Mavros is proud of his staff and the University’s overall commitment to transfer students, noting recruitment and retention is the job of everyone on campus. While other schools take a more passive approach, he anticipates that ISU’s active process to enroll transfer students will continue and improve.

“We make transferring easy to understand, and we attempt to eliminate barriers and alleviate concerns. We want our transfers to go to their community college with a plan, knowing they can finish a degree at Illinois State,” Mavros said. “We do a better job of this than some of our peers, and the results speak for themselves.”

Art by Lawrence Lair (University Marketing and Communications)

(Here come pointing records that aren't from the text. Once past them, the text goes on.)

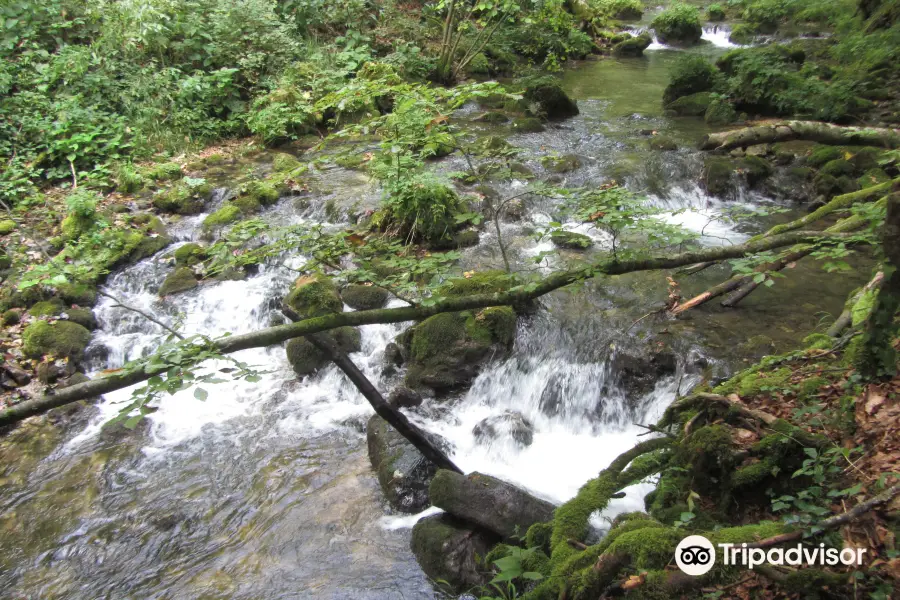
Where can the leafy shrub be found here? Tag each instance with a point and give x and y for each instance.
(679, 23)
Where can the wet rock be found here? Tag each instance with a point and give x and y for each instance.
(561, 164)
(528, 125)
(403, 473)
(392, 359)
(571, 240)
(661, 142)
(634, 46)
(364, 297)
(488, 502)
(449, 549)
(510, 425)
(180, 280)
(552, 101)
(637, 374)
(694, 105)
(449, 350)
(306, 359)
(403, 397)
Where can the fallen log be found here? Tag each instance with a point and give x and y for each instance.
(813, 131)
(490, 503)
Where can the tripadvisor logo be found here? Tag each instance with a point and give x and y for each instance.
(695, 555)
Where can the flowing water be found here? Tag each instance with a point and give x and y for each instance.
(264, 490)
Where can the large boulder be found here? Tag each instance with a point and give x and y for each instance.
(552, 101)
(489, 502)
(316, 295)
(633, 46)
(63, 339)
(403, 472)
(451, 550)
(448, 350)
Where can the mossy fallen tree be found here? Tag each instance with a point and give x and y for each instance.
(520, 295)
(813, 131)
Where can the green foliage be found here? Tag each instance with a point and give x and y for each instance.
(679, 23)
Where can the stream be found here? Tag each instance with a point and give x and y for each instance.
(265, 490)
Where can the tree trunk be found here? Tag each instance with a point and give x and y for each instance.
(124, 378)
(495, 505)
(877, 357)
(813, 131)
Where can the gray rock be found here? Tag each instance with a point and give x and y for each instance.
(488, 502)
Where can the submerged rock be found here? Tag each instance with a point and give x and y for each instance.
(450, 550)
(488, 502)
(364, 297)
(634, 46)
(511, 425)
(403, 473)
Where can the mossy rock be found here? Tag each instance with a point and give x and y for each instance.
(449, 350)
(81, 294)
(284, 163)
(694, 105)
(47, 308)
(12, 316)
(314, 295)
(189, 255)
(873, 177)
(229, 213)
(263, 192)
(634, 46)
(165, 172)
(742, 35)
(548, 95)
(561, 164)
(528, 125)
(571, 240)
(183, 199)
(83, 316)
(822, 155)
(662, 142)
(305, 358)
(837, 168)
(7, 226)
(364, 297)
(63, 339)
(720, 112)
(450, 550)
(180, 280)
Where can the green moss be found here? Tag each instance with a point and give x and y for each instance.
(822, 155)
(165, 172)
(47, 308)
(364, 297)
(183, 199)
(314, 296)
(263, 192)
(284, 163)
(62, 339)
(224, 216)
(82, 316)
(81, 294)
(180, 280)
(571, 240)
(189, 255)
(837, 168)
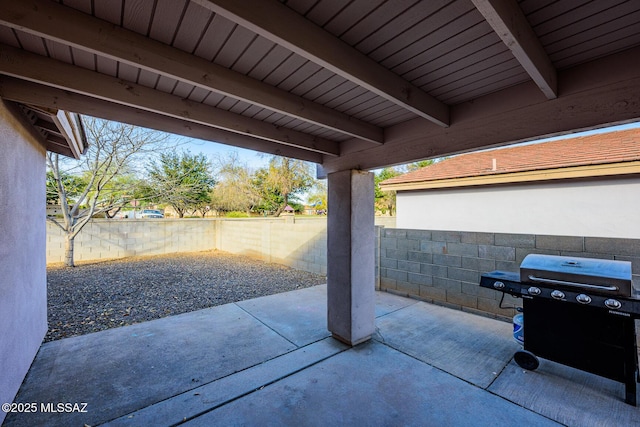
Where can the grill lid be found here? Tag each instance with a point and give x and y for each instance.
(596, 275)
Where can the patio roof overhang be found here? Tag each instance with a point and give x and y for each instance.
(349, 85)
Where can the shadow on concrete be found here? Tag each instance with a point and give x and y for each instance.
(271, 361)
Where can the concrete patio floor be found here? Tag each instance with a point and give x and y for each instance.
(270, 361)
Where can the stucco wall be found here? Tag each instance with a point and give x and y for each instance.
(23, 291)
(108, 239)
(604, 208)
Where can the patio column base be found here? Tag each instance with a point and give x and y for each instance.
(351, 257)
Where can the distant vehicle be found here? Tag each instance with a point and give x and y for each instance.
(151, 213)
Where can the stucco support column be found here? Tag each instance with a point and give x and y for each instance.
(351, 256)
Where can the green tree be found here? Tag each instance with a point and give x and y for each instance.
(183, 181)
(385, 201)
(85, 188)
(419, 165)
(282, 181)
(235, 189)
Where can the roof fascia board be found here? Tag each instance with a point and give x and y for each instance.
(280, 24)
(35, 94)
(508, 21)
(588, 171)
(596, 94)
(43, 18)
(42, 70)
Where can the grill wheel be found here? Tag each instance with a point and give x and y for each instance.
(526, 360)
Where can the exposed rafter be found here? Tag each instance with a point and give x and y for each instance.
(509, 22)
(275, 21)
(53, 21)
(38, 69)
(25, 92)
(603, 88)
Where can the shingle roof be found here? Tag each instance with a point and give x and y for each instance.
(604, 148)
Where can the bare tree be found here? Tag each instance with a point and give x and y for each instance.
(113, 148)
(283, 180)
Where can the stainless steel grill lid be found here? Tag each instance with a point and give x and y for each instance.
(595, 275)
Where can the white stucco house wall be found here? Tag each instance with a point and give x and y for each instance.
(584, 186)
(26, 134)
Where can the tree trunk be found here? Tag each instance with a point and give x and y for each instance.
(68, 250)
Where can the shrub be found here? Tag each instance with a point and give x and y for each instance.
(236, 214)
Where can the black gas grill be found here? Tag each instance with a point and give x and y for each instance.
(579, 312)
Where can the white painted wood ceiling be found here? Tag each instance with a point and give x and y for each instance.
(336, 82)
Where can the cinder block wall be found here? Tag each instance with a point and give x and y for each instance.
(108, 239)
(444, 267)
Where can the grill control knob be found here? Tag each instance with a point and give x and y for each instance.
(583, 299)
(613, 304)
(534, 291)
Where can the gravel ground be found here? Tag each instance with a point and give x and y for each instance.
(101, 295)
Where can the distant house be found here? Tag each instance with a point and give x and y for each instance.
(584, 186)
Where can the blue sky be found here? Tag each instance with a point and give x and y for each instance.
(257, 160)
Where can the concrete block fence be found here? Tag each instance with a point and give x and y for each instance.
(444, 267)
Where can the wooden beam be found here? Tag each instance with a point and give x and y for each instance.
(595, 95)
(54, 21)
(508, 21)
(280, 24)
(25, 92)
(69, 130)
(38, 69)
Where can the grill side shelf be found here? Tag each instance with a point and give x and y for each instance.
(503, 281)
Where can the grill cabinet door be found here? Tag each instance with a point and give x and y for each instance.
(581, 337)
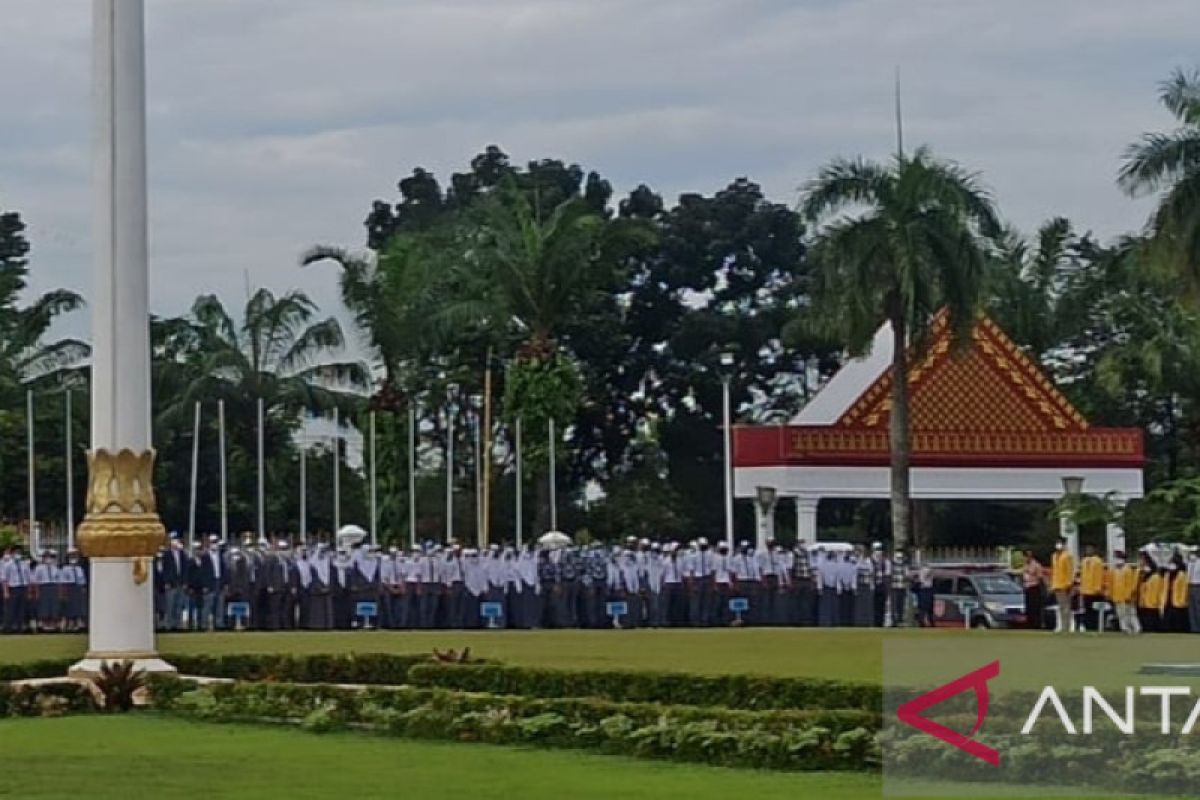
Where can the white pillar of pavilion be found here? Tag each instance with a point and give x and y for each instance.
(807, 519)
(121, 530)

Colleges remove transfer student obstacles

Transfer students who come to ISU are guaranteed admission to the University through Redbird Promise, however, that does not mean they will be automatically enrolled in a desired major. Some academic programs have additional requirements that must be met, which is why more work has been done at the college level to make programs accessible. 

The College of Education (COE), for example, collaborated with Chicago Public Schools and the City Colleges of Chicago on the Teach Chicago Tomorrow teacher pipeline initiative, which is part of a long-term strategy to prepare teachers for Chicago schools. Students transfer to Illinois State after completing an associate’s degree at a Chicago community college. 

COE also has articulation agreements with community colleges in Chicago, Peoria, and rural areas in central Illinois. The result is a smooth and transparent pathway to completing a teaching degree at ISU. 

“We develop a relationship with the directors of the community college nursing program and work with them for recruitment of their students to MCN.”

Dr. Catherine Miller

Mennonite College of Nursing (MCN) is among ISU’s most competitive programs, with approximately 1,600 freshman applicants annually for 150 openings. 

Enrollment averages around 800, with 25 percent of the spots kept open for students transferring in as a junior to the pre-licensure program. 

One option for community college transfers is the Pathways Program, which exists because of partnerships MCN has created with 17 community colleges across the state. Students have dual admission to the college’s online RN to BSN program when they are enrolled in the nursing sequence at a community college and have been accepted at ISU. 

Transfer requires completion of the associate’s degree in nursing with a C average and a passing grade on the national licensure exam. MCN will hold a student’s application for two years. The bachelor’s degree can be completed in 12 months with full-time attendance or 24 months if done part-time. The program is fully online.  

A second option is dual enrollment, which allows students who are completing a two-year nursing degree to start working toward a bachelor’s degree by taking courses through MCN simultaneously. There are 13 community college partnerships in place for this online program.

Dr. Catherine Miller played a leading role in creating the agreements when she served as interim dean for the college from 2014 to 2016. She was also on the nursing faculty at Heartland Community College, where she served 11 years as associate dean of the nursing program prior to joining MCN in 2010 as associate dean for academics. 

Retired from MCN, she continues in the role of external partnership liaison for the college, working with Dean Judy Neubrander in pursuing additional community college partnerships and updating those in place. 

“We develop a relationship with the directors of the community college nursing program and work with them for recruitment of their students to MCN,” Miller said. “We want students to go on to get the bachelor’s degree. That is what is important for the nursing profession.”

Miller is pleased with MCN’s efforts, noting former President Larry Dietz joined her and Neubrander for the signing of agreements at community colleges to celebrate the partnership. Students are the ultimate beneficiary because they are able to complete a degree that empowers them to provide better care and advance in their field.